Rozdział 100

255 17 55
                                    

Tamtej nocy poległa. Korzystając z okazji, że była sama w domu, zatopiła smutki w alkoholu. Nie przejmowała się tym, że bierze leki i nawet najmniejsza ilość procentów może doprowadzić do poważnych powikłań. To nie było żadnym wytłumaczeniem, ale potrzebowała wprowadzić się w stan nieważkości. Nie chciała już dłużej myśleć o podjętej decyzji i tym całym szambie, które się na nią wylało. Już pierwszy kieliszek wina spowodował szumy w jej głowie. Po drugim poczuła się dobrze, a trzeci pozwolił jej wreszcie zasnąć.

Ocknęła się, usłyszawszy, że ktoś krząta się za ścianą. Nie obawiała się. Doskonale rozpoznawała jego zmęczone kroki. Praca, której się podjął, była wykańczająca, ale narzekał tylko w ekstremalnych sytuacjach. Po kilku minutach kroki ustały, a ona siedziała na łóżku, zastanawiając się, czy nie powinna do niego wyjrzeć. Postanowiła, że nie będzie go niepokoić, ułożyła się wygodnie i wlepiła wzrok w sufit, a uporczywe myśli znów zaczęły nawracać.

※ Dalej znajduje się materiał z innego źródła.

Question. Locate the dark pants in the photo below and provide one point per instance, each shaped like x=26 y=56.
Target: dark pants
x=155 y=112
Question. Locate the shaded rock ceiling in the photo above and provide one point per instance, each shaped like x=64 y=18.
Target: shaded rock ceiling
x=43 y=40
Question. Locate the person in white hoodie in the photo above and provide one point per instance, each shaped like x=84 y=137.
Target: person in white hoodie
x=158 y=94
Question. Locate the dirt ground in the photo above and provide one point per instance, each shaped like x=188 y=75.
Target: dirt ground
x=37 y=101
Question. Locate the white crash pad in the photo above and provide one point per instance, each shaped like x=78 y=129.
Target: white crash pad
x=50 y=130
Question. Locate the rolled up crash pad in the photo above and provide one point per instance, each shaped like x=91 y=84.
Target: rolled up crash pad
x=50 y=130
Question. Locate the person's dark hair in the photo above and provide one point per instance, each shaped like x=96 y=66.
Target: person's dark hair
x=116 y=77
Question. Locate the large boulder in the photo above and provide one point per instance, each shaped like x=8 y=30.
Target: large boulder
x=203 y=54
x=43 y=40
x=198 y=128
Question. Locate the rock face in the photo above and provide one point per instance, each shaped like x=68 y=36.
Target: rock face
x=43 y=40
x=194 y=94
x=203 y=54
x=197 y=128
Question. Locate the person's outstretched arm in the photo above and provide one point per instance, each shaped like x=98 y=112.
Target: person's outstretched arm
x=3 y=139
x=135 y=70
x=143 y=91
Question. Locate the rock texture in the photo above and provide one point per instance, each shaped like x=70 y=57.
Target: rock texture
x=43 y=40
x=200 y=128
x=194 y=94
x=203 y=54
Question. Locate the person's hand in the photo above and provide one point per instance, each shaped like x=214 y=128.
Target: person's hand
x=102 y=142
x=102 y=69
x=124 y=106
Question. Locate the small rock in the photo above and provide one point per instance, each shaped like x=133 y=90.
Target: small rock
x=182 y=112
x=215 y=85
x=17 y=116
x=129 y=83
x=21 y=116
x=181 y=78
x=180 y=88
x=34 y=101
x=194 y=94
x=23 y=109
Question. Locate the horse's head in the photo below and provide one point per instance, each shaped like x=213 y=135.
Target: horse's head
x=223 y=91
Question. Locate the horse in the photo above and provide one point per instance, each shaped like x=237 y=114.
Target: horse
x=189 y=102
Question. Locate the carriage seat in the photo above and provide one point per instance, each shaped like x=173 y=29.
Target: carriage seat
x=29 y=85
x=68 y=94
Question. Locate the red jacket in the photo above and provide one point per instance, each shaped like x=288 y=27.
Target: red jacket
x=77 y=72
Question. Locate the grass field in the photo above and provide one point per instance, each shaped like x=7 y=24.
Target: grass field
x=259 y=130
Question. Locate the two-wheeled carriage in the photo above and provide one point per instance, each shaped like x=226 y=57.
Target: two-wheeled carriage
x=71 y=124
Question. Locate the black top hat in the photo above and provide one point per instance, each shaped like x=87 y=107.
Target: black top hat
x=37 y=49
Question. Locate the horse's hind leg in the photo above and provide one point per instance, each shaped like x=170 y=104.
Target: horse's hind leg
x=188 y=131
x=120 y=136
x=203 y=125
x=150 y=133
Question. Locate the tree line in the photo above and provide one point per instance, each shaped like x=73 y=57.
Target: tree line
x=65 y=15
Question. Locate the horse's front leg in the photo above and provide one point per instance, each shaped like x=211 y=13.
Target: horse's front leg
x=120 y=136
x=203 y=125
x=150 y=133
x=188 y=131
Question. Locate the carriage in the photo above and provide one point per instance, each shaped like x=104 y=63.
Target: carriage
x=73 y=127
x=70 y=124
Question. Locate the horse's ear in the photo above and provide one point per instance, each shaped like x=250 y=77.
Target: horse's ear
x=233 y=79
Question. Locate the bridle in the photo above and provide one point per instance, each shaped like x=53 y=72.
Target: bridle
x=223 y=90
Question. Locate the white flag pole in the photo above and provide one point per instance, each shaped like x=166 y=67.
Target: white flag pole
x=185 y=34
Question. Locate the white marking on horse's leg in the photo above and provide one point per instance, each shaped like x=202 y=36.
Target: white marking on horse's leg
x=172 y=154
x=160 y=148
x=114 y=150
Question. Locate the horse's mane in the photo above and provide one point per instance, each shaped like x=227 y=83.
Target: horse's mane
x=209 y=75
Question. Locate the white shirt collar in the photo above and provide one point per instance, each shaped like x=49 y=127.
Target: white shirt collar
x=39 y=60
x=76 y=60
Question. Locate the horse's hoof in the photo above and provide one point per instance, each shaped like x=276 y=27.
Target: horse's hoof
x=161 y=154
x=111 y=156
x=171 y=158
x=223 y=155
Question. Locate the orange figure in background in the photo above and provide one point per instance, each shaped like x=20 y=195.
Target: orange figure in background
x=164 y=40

Cały dom ogarnęła absolutna cisza, aż wreszcie alkohol, który jeszcze krążył w jej krwi, nakazał jej wstać. Zrobiła to i powoli wyłoniła się ze swojego pokoju. Renee, która zwykła reagować na jej obecność, podniosła tylko łebek z posłania i lekko zamachała ogonem. Sama nie wie, dlaczego to zrobiła, ale po chwili uchyliła drzwi od jego sypialni.

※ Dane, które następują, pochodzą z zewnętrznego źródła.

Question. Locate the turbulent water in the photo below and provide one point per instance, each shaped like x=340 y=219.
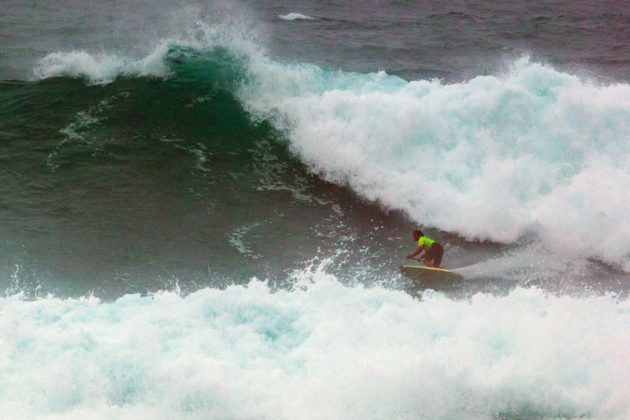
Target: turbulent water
x=203 y=207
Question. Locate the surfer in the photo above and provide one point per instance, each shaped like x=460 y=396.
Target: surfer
x=433 y=251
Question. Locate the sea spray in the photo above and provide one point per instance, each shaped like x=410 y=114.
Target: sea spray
x=319 y=350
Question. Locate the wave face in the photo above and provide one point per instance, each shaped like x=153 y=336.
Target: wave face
x=535 y=151
x=321 y=350
x=532 y=152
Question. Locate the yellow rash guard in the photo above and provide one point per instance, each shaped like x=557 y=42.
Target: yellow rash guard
x=425 y=243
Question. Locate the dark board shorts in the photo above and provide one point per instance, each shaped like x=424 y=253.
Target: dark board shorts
x=435 y=254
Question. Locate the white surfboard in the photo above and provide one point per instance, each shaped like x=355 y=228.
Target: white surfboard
x=429 y=273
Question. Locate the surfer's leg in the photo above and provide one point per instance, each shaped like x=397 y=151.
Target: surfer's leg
x=439 y=252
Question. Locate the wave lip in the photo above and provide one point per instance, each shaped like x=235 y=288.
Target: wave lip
x=536 y=151
x=101 y=68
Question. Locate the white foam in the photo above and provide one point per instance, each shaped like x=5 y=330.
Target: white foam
x=535 y=151
x=100 y=68
x=295 y=16
x=320 y=351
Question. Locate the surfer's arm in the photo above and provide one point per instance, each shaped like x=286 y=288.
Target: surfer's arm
x=416 y=252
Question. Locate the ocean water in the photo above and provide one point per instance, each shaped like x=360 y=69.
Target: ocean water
x=203 y=206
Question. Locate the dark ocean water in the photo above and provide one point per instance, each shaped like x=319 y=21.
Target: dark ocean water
x=165 y=156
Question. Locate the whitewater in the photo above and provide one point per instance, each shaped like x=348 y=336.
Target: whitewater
x=531 y=153
x=530 y=157
x=317 y=350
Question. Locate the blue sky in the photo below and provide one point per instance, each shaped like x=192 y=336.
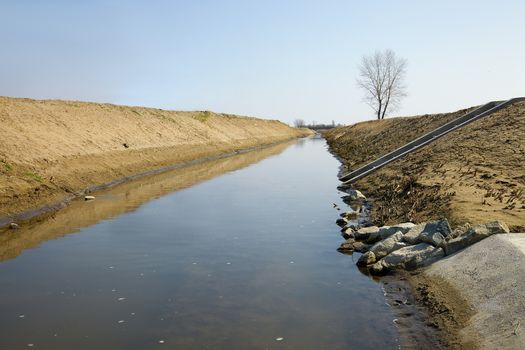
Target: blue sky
x=282 y=59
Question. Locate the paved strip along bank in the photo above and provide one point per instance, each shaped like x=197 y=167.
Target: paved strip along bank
x=490 y=276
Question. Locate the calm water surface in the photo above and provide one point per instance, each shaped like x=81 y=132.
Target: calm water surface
x=216 y=256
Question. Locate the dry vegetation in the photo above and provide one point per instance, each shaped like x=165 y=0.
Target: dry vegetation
x=474 y=174
x=50 y=149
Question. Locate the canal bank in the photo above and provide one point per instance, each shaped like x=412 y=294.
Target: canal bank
x=245 y=259
x=53 y=151
x=471 y=176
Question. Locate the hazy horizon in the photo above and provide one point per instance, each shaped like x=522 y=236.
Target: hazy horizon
x=275 y=59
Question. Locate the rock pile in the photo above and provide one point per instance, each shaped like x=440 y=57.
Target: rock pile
x=410 y=246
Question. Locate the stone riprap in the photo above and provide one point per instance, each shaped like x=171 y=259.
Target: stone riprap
x=409 y=246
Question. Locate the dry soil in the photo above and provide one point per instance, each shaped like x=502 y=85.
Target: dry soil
x=51 y=149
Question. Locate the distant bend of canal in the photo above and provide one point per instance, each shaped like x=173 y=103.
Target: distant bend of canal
x=237 y=253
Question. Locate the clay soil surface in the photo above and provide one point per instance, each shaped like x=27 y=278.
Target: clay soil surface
x=51 y=149
x=472 y=175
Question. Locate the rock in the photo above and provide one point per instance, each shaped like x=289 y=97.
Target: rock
x=458 y=231
x=387 y=231
x=347 y=245
x=361 y=247
x=386 y=246
x=353 y=195
x=436 y=238
x=364 y=233
x=408 y=258
x=347 y=233
x=474 y=235
x=366 y=259
x=441 y=226
x=349 y=215
x=352 y=226
x=495 y=227
x=341 y=222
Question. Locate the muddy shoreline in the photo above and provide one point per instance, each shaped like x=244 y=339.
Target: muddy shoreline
x=424 y=315
x=42 y=212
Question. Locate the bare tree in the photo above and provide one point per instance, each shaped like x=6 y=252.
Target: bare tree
x=298 y=123
x=382 y=76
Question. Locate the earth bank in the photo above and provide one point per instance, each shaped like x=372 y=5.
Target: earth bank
x=50 y=149
x=472 y=175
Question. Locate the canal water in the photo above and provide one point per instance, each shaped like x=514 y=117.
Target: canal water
x=237 y=253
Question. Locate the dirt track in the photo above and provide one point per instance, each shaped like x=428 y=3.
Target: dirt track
x=50 y=149
x=475 y=174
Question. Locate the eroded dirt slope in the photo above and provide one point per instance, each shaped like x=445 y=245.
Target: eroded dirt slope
x=474 y=174
x=51 y=148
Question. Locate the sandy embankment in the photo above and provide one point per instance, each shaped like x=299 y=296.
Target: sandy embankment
x=472 y=175
x=52 y=149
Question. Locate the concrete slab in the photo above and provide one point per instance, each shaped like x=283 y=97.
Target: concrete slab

-Ericu, śpisz?-Szepnęła, stojąc w samym progu.

Blade światło dobiegające z korytarza padało prosto na jego posturę. Leżał w głębi łóżka, tuż przy ścianie, a wyraźnie zarysowane mięśnie pleców poruszały się z każdym miarowym oddechem. Wpatrywała się w niego jak urzeczona. Eric, nawet w trybie pełnej świadomości, wydawał jej się być nieszkodliwy i kompletnie niegroźny. Jednak teraz, gdy spał był całkowicie bezbronny i odkryty. Nie tylko w sensie fizycznym. Nie miałby szans na jakąkolwiek reakcję, gdyby ktoś chciał go skrzywdzić lub zaskoczyć.

Podeszła bliżej i usiadła na materacu, który lekko ugiął się pod jej ciężarem.
Nie dbała o to, że mógłby się obudzić, zastając ją tuż obok, ubraną w satynową piżamę, która ledwo zasłaniała jej kobiece wdzięki. Chciała tylko czuć czyjąś obecność. Nie musiał niczego mówić. Wystarczyło jej tylko to, że jest obok.

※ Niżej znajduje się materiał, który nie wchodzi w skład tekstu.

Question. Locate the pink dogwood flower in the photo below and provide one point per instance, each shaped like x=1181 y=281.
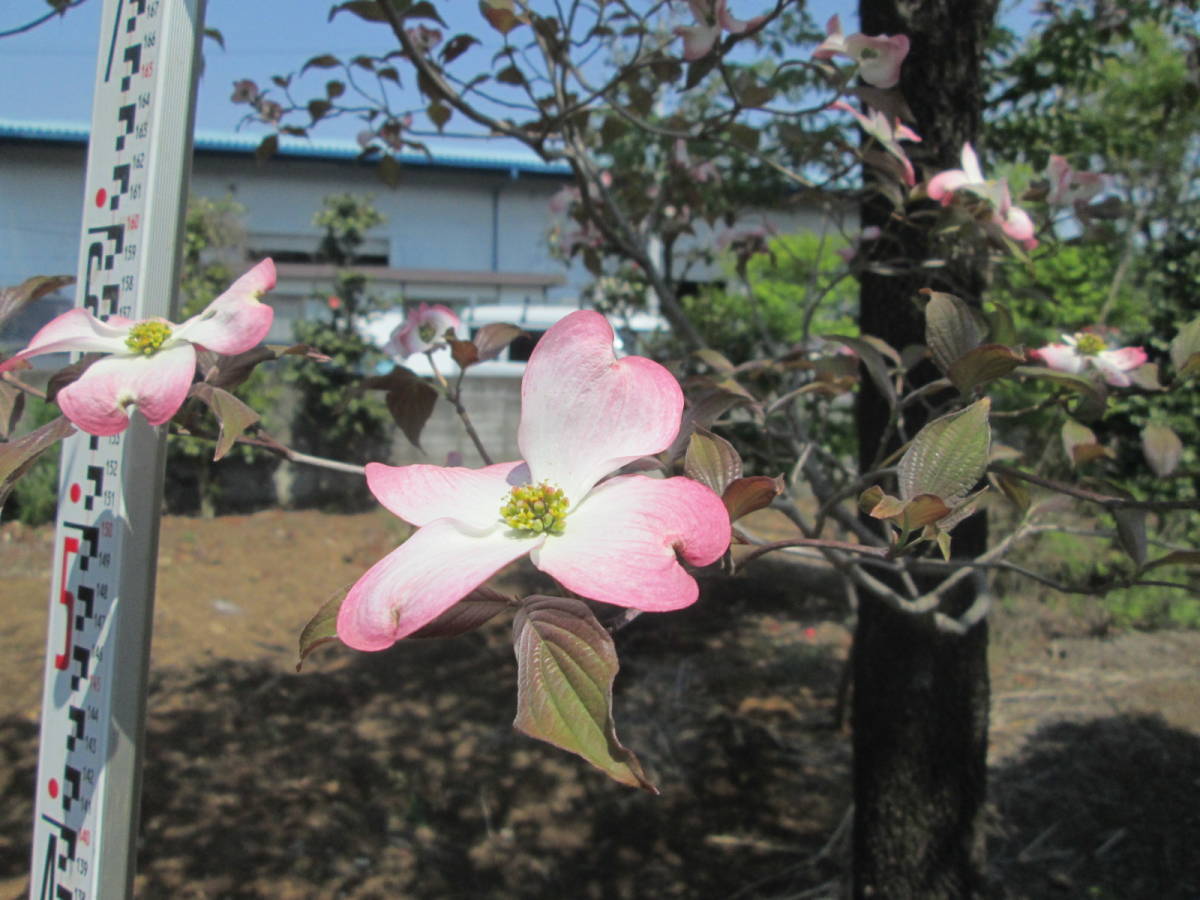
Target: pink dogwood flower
x=712 y=17
x=1069 y=186
x=424 y=330
x=879 y=58
x=889 y=132
x=1001 y=213
x=583 y=415
x=151 y=363
x=1087 y=348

Zamarła, gdy przekręcił się na plecy. Wtedy dotarło do niej, co właśnie wyczynia. To było niemoralne, niestosowne i...przerażające. Wzdrygnęła się, gdy chwycił jej dłoń. Skierowała wzrok na jego twarz. Pomimo mroku, wyraźnie widziała dwie czekoladowe tęczówki patrzące prosto na nią.

-Nie możesz zasnąć?-Zapytał zupełnie tak jakby jej obecność w ogóle go nie dziwiła.

-Mogę. To znaczy nie. To znaczy-zmieszała się-przepraszam, że tu weszłam.-Przyznała ze wstydem.

-Nie przepraszaj. Nie zrobiłaś nic złego.-Przeciągnął się, podsuwając rękę pod swoją szyję.-Coś cię gryzie?-Spojrzał na nią przenikliwie.

-I wszystko i nic.-Wzruszyła ramionami.-Prawdę mówiąc to nie mam pojęcia co ze sobą zrobić-przyznała.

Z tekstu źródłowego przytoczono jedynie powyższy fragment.